EU cancels Iran visit in row over activists

A planned visit to Iran by five Euro MPs was called off Saturday after Tehran refused to let them meet with a jailed activist lawyer and a filmmaker, just a day after the two were awarded a prestigious European human rights prize.

"The five MEPs were about to leave for Tehran when delegation chair (Tarja) Cronberg received a phone call from the Iranian ambassador to the EU, saying they would not be allowed to meet with the two Sakharov Prize winners," jailed lawyer Nasrin Sotoudeh and filmmaker Jafar Panahi, a European Parliament source said.

Sotoudeh, 47, who is serving an 11-year jail sentence for conspiring against state security, and Panahi, 52, who is under house arrest and has been banned from making films for 20 years, were awarded the 2012 Sakharov Prize on Friday.

"The Islamic Republic of Iran categorically rejected any pre-conditions. Therefore this visit has been cancelled," the Young Journalists Club, an affiliate of the state broadcaster, reported on its website.

The ISNA news agency quoted Hossein Sheikholeslam, international affairs advisor to the speaker of parliament, as saying that Iran had "rejected a pre-condition set by the European parliamentary delegation to meet with two prisoners".

"If the delegation agrees to visit Iran under the initially agreed conditions and agenda, then there is no objection to the visit... But we cannot accept the current pre-condition."

Iran has cracked down on both since its disputed June 2009 presidential election.

Sotoudeh is a leading human rights campaigner known for her work as a lawyer representing opposition activists, while Panahi has been acclaimed at international festivals for his gritty, socially critical movies.

The human rights and democracy prize "is a message of solidarity and recognition to a woman and a man who have not been bowed by fear and intimidation and who have decided to put the fate of their country before their own," Parliament President Martin Schulz said Friday.
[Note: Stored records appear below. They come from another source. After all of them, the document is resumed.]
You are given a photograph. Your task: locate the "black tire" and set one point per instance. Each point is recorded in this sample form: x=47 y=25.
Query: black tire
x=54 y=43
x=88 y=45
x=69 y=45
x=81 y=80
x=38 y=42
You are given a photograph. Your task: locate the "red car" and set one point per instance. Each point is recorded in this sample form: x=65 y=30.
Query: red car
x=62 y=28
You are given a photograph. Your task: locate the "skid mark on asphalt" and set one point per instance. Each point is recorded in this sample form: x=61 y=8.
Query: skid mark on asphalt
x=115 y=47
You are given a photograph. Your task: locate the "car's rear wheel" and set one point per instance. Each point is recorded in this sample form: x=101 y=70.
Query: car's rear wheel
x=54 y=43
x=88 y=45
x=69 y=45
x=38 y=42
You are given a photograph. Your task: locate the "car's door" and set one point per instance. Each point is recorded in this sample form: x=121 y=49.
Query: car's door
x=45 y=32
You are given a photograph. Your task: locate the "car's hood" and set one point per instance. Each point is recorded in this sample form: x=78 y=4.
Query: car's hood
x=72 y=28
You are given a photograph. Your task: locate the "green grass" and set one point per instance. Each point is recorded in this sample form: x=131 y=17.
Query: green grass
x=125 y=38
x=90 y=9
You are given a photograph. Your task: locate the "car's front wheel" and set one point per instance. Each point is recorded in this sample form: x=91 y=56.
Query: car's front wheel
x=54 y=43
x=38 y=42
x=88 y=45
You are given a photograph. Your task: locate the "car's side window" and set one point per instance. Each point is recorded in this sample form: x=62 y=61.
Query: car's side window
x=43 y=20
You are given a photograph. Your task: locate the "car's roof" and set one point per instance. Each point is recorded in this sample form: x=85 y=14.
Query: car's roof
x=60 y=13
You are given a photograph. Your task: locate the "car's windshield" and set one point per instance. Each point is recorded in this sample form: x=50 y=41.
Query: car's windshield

Schulz had also warned that the visit would be cancelled if the delegation was unable to meet Sotoudeh and Panahi.

The rights award comes on the heels of tough new European Union sanctions against Iran aimed at forcing a breakthrough in talks between global powers and Tehran on its disputed nuclear programme.

After a biting oil embargo took effect in July, EU foreign ministers last week tightened the economic noose by targeting dealings with Iran's banks, shipping and gas imports.

The last visit by a European parliamentary delegation to Iran was in 2007.